Poco después llegaba el profesor Valera con cara de satisfacción.

—Los muchachos están podando a los «moany». Les han cortado los brazos a machetazos y ahora los llevan a puntapiés hasta el río.

—¿Cómo lo han conseguido? —preguntó Fidel.

—Muy sencillo. Si el corazón de esos animales es también su órgano de la vista, lo único que hay que hacer es taparles el ojo, Dos chicos saltaron la barricada armados de bombonas de aire comprimido y pistolas de pintar. Cuando las esferas atacaban, las rociaron con pintura. Privados de la vista, los «moany» no pudieron defenderse da los machetes.

El Almirante miro a su hijo.

—¿Te das cuenta? Las ideas más sencillas surten a veces los efectos más espectaculares.

Fidel enrojeció. ¿Cómo no le había ocurrido a él la idea? Si era tan sencillo:

La Plana Mayor tenía muchos asuntos importantes que tratar aquella mañana. Pero de todos, ninguna revestía tanta urgencia como el problema de los alimentos.

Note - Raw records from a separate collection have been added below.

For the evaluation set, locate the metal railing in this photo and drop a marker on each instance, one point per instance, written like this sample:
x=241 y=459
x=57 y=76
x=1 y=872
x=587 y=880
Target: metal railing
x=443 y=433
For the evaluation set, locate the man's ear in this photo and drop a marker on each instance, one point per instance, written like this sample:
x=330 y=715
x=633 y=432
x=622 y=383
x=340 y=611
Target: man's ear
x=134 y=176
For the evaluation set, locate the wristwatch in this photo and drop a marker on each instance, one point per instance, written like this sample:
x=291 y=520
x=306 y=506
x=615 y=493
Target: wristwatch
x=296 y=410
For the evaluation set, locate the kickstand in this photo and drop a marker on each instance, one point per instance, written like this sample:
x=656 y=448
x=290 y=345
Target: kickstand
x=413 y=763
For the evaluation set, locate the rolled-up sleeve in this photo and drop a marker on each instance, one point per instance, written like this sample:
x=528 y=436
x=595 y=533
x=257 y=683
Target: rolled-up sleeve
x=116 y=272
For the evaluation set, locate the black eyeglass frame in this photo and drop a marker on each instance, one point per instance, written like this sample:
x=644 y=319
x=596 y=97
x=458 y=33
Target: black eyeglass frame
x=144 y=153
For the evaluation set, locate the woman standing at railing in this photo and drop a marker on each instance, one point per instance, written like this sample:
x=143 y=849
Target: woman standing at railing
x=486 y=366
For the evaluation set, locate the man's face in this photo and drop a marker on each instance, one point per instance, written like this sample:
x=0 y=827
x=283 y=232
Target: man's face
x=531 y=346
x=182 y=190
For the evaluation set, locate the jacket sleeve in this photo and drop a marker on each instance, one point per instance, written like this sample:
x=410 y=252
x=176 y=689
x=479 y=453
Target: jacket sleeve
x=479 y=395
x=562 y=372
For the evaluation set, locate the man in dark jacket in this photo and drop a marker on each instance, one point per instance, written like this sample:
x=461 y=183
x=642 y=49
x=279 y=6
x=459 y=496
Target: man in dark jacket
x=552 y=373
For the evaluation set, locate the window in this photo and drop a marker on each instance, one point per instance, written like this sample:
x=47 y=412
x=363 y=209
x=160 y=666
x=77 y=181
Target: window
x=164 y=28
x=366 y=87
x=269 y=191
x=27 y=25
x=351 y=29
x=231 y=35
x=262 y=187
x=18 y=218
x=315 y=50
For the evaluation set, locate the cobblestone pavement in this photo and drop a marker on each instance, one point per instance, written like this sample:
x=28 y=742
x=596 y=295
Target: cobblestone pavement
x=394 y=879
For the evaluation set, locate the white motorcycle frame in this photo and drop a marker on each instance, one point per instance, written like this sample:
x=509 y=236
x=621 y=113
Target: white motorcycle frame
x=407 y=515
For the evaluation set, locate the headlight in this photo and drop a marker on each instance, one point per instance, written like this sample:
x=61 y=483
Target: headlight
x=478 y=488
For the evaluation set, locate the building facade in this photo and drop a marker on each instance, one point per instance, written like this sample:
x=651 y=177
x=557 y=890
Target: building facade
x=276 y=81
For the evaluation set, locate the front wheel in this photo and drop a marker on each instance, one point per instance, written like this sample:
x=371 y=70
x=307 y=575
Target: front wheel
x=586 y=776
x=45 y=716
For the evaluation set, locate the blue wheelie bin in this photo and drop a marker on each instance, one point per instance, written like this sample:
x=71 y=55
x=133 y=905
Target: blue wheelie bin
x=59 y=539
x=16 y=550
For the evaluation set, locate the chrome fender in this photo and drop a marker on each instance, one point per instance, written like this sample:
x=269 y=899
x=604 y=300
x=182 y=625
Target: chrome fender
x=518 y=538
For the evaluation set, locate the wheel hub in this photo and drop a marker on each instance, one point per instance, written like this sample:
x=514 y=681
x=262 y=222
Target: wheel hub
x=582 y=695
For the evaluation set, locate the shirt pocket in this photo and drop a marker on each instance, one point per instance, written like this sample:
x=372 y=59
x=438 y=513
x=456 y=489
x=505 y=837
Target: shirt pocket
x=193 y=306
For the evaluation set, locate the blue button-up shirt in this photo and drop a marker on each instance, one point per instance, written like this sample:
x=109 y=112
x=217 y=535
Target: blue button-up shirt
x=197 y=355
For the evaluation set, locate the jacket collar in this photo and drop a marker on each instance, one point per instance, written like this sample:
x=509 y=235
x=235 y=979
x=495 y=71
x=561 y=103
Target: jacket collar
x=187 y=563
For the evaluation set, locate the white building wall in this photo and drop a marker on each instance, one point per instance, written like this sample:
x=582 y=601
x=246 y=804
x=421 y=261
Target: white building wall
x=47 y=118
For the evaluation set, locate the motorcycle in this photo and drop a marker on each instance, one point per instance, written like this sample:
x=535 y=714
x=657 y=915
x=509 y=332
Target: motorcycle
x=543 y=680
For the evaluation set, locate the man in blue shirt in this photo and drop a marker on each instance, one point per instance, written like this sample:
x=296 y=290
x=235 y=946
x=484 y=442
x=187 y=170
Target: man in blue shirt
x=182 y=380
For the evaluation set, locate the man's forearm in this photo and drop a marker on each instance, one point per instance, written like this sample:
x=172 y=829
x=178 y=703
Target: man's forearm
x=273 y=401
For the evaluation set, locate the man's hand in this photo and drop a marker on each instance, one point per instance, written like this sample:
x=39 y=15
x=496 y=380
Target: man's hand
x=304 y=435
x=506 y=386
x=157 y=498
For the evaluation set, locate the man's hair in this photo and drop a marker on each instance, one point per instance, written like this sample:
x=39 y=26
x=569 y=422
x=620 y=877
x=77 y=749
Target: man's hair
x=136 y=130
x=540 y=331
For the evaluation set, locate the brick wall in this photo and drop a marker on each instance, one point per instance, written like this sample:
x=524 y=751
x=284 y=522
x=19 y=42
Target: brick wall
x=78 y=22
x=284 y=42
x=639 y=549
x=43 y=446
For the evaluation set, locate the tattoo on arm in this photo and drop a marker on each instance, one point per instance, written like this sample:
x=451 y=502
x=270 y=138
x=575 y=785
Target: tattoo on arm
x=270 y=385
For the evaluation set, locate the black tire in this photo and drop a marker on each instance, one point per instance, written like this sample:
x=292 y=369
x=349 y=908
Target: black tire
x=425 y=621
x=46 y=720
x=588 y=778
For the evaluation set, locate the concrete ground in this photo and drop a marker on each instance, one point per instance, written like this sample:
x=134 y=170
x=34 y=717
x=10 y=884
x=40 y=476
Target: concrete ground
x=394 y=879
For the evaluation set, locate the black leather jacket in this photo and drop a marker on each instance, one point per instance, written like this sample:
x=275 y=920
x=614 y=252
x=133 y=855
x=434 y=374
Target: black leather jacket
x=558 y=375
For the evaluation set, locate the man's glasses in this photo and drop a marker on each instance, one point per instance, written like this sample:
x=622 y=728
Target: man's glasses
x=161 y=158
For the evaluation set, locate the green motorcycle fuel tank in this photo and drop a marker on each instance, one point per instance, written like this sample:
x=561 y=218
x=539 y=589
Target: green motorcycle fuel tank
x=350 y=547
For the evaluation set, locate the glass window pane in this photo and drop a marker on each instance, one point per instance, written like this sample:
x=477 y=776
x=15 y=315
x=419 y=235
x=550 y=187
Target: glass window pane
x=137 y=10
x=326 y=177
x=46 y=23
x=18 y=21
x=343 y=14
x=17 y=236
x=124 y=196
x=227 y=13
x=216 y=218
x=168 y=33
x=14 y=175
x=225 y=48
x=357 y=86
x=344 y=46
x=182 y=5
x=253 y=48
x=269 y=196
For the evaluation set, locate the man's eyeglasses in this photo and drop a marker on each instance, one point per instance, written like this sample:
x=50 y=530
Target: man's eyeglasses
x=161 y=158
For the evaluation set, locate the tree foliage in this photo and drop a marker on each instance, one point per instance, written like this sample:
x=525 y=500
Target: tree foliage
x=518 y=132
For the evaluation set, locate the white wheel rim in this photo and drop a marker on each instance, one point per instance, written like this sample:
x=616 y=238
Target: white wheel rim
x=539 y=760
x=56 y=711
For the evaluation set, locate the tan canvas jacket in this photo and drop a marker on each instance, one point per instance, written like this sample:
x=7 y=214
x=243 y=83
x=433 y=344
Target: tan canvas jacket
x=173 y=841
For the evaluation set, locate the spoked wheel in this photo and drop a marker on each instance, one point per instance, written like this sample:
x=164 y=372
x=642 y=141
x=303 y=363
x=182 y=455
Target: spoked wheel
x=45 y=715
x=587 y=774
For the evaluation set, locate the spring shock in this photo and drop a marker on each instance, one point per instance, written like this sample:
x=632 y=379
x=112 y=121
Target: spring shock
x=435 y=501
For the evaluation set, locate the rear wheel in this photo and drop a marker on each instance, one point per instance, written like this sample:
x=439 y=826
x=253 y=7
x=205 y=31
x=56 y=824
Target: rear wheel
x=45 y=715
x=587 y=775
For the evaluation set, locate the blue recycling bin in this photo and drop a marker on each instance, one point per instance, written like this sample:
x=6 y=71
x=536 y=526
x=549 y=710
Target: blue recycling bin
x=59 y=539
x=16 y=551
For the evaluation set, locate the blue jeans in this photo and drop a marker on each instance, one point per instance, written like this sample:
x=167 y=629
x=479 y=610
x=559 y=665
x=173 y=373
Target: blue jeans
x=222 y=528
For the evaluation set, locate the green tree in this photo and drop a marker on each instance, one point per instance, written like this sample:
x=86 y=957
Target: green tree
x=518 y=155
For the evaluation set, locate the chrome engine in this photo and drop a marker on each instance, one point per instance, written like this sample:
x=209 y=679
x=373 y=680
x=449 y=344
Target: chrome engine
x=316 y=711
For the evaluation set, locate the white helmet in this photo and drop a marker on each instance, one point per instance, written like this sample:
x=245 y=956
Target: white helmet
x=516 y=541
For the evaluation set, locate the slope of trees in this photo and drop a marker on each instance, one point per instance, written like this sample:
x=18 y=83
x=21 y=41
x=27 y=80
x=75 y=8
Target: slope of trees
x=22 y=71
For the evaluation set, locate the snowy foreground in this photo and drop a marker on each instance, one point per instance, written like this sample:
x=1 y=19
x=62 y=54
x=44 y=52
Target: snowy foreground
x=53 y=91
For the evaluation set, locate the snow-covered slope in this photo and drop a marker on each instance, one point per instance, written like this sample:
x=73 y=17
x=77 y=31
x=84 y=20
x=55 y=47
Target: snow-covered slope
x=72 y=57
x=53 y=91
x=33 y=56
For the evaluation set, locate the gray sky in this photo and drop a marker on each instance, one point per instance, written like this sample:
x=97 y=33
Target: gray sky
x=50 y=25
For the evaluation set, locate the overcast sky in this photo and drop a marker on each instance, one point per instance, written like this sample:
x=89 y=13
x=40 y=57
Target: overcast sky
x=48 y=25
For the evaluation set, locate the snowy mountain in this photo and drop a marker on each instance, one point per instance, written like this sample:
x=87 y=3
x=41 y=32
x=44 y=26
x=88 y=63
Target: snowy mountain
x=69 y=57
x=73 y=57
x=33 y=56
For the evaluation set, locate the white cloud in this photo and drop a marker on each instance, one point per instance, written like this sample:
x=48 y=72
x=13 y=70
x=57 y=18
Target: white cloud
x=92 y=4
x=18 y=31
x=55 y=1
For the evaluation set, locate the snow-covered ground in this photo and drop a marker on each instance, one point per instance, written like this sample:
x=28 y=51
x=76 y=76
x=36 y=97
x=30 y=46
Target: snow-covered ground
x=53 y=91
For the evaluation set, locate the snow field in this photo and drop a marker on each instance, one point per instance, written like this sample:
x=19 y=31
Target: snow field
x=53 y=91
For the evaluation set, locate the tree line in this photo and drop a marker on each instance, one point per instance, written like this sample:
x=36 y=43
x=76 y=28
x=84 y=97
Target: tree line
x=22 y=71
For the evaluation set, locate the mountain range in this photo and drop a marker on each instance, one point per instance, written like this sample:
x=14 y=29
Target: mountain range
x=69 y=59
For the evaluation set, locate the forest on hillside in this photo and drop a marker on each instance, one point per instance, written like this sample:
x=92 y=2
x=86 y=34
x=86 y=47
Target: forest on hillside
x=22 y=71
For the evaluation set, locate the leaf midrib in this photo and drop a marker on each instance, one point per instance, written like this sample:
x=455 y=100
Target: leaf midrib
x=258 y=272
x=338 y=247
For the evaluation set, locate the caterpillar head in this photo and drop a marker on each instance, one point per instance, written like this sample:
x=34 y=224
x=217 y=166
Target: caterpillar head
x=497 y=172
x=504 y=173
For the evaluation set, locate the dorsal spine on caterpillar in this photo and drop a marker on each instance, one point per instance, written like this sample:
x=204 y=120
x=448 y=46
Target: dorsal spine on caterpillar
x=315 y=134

Los colonos habían traído consigo todas las reservas alimenticias de la despensa del «Rayo»; la última cosecha de algas, proteínas, azúcares y grasas. Pero la compleja industria que durante más de cuarenta años les proveía de estos alimentos básicos se había quedado a bordo del autoplaneta. No era posible traer la industria a tierra, ni aquí habría servido para nada sin energía eléctrica. Todas las provisiones, incluso racionadas, no alcanzarían apenas para diez días.

Ahora disponían de un ilimitado territorio. La tierra parecía fértil, el agua estaba cerca y los colonos traían consigo desde la Tierra toda clase de semillas.

Pero los cultivos tardarían en ponerse a punto, y las semillas no darían fruto antes de algunas semanas.

Les quedaba el recurso de la caza, con el que ya habían contado al elaborar los planes para la supervivencia de la colonia en las primeras y difíciles semanas.

Pero había surgido el problema de los «moany».

—Con «moany» o sin «moany» saldremos a cazar —dijo Fidel Aznar—. Los indígenas destruyen a los «moany» con fuego. Nosotros podemos enfrentarnos con esos monstruos con algo todavía mejor. Lanzallamas.

—Señor, ¿por qué este muchacho habrá de salirse siempre por los cerros de Úbeda? —Exclamó el Almirante—. La pintura nos ha dado buenos resultados.

—Podemos fabricar esos lanzallamas —dijo un joven profesor en química llamado Duarte—. Tenemos abundancia de líquidos inflamables y sustancias químicas.

—Bien, construyan esos lanzallamas —consintió el Almirante.

Otro problema era el combustible. La madera era un material sumamente escaso entre las enormes cantidades de otros materiales desembarcados.